New research by the National Institute for Economic and Social Research (NIESR) shows that in the three months to February growth was 0.6% higher than in the previous quarter. It added that growth was up 0.8% in the three months to January.

Releasing the figures on Wednesday evening, the group called on the MPC to raise rates by 0.25%.

However, the British Retail Consortium believes such a move would have dyer implications for shop owners. It's figures show that sales volumes fell 0.3% in February on the same month last year.

Meanwhile, official figures revealed yesterday that manufacturing growth slowed to 0.2% in February from 0.4% in January. However, they also revealed healthy 'trend growth' - up 0.7% in the last three months.
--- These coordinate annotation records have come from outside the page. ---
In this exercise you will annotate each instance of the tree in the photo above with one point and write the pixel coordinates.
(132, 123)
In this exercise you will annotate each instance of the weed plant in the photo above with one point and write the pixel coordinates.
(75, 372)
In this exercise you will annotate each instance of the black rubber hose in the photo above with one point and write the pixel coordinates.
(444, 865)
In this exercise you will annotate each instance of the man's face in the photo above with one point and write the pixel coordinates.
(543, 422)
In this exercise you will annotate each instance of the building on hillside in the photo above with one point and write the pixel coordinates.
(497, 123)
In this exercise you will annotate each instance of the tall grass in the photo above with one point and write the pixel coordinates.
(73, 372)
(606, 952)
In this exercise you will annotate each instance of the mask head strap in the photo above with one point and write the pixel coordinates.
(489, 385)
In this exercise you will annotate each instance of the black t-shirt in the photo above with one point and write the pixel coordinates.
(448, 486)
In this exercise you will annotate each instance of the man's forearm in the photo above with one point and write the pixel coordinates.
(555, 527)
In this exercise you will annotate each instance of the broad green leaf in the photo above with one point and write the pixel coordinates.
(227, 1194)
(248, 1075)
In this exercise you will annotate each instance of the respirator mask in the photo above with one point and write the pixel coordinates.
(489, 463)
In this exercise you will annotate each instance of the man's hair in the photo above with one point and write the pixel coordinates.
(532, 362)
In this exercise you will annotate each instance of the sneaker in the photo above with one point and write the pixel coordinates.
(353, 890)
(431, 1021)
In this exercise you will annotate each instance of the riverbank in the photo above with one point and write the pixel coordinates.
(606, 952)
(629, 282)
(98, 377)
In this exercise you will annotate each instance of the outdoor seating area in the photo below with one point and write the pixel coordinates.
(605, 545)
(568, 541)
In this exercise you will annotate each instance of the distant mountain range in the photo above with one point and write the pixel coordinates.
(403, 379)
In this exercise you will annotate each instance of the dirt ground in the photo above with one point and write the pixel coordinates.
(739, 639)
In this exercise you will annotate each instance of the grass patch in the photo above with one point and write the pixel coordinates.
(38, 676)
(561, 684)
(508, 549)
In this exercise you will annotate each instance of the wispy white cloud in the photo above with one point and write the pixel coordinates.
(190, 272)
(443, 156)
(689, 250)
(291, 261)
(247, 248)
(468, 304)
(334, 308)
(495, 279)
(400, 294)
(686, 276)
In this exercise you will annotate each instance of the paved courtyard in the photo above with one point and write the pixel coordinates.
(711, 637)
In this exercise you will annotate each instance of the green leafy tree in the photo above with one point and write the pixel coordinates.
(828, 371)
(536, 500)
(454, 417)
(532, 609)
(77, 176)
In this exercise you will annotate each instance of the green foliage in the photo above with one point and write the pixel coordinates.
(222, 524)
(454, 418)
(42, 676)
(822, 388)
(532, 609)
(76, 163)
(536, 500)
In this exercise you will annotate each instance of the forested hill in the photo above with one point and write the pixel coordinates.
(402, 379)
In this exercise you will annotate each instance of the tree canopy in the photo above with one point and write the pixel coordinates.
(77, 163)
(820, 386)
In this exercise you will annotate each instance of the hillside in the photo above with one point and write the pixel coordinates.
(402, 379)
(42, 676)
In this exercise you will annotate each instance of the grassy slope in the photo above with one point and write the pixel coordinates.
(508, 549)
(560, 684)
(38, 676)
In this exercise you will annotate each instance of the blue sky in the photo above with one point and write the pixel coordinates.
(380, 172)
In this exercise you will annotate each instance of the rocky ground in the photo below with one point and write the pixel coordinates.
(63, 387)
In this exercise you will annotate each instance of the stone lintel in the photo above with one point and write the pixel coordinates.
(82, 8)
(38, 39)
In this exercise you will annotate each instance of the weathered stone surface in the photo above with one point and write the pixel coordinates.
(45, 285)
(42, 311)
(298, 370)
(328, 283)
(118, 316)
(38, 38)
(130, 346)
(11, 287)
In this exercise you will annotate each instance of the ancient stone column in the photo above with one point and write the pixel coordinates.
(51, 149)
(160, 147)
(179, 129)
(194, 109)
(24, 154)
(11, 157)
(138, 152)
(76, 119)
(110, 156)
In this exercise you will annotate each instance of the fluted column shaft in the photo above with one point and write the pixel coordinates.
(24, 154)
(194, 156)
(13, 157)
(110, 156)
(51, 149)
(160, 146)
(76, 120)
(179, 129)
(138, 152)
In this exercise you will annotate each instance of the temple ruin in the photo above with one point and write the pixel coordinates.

Reacting to today's no-change by the MPC, the Engineering Employers Federation (EEF), said the picture for manufacturing was 'mixed', and that the Bank had made the right decision.

EEF chief economist, Steve Radley, said: "The Bank is right to ignore premature calls for a rise in rates. Seven months without changes in rates have provided business with stability during a period of growing uncertainty, with storm clouds on the horizon of higher oil prices and a strengthening pound."